1
from sklearn.preprocessing import LabelBinarizer

vs

from sklearn.preprocessing import LabelEncoder

What is difference between LabelEncoder and LabelBinarizer and which one to use when?

Thanks in advance.

Rohan Nadagouda
  • 462
  • 7
  • 18
Nishant
  • 613
  • 3
  • 9
  • 21
  • [https://stackoverflow.com/questions/50473381/scikit-learns-labelbinarizer-vs-onehotencoder](https://stackoverflow.com/questions/50473381/scikit-learns-labelbinarizer-vs-onehotencoder) – Nafis Islam Dec 28 '18 at 10:08

1 Answers1

4

labelEncoder does not create dummy variable for each category in your X whereas LabelBinarizer does that. Here is an example from documentation.

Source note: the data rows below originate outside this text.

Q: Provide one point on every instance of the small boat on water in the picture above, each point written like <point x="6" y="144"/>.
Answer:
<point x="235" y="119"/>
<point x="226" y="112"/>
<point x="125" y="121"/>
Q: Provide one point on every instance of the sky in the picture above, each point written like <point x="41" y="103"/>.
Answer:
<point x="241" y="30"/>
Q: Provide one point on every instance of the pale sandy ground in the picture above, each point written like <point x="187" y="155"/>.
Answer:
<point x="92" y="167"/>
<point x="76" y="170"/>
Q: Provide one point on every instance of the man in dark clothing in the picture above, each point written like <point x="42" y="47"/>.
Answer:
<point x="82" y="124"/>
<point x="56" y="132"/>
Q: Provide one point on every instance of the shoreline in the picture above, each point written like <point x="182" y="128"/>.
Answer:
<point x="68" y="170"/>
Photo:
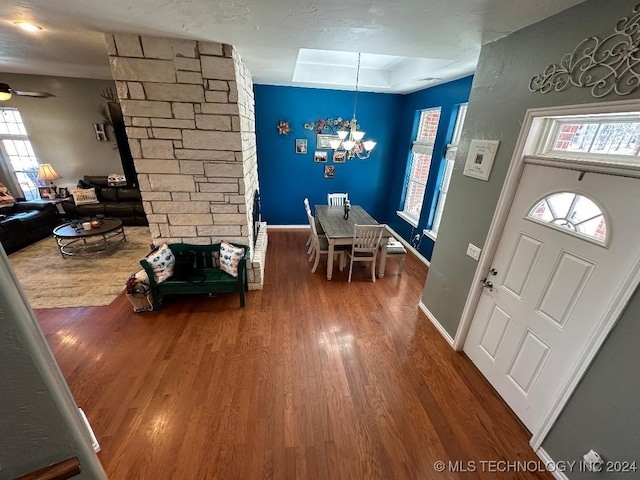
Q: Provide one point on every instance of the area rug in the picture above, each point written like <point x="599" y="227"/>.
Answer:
<point x="50" y="281"/>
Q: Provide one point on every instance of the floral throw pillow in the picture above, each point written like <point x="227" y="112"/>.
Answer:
<point x="230" y="258"/>
<point x="85" y="196"/>
<point x="162" y="262"/>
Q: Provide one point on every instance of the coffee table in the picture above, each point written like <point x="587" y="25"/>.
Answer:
<point x="77" y="242"/>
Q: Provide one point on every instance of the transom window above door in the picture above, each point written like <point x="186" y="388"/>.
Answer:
<point x="573" y="213"/>
<point x="612" y="138"/>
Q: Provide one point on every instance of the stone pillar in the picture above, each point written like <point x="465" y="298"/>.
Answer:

from sklearn.preprocessing import LabelBinarizer,LabelEncoder
data1 = [1, 2, 2, 6]

lb = LabelBinarizer()
le = LabelEncoder()

print('LabelBinarizer output \n',lb.fit_transform(data1))
#LabelBinarizer output 
 [[1 0 0]
 [0 1 0]
 [0 1 0]
 [0 0 1]]

print('LabelEncoder output \n',le.fit_transform(data1))
#LabelEncoder output 
 [0 1 1 2]

Hence if you want to just encode the categories into 0, 1, 2, 3, etc. use labelEncoder. If you want to create dummy variable for each category, then go for labeBinarizer.

Venkatachalam
  • 16,288
  • 9
  • 49
  • 77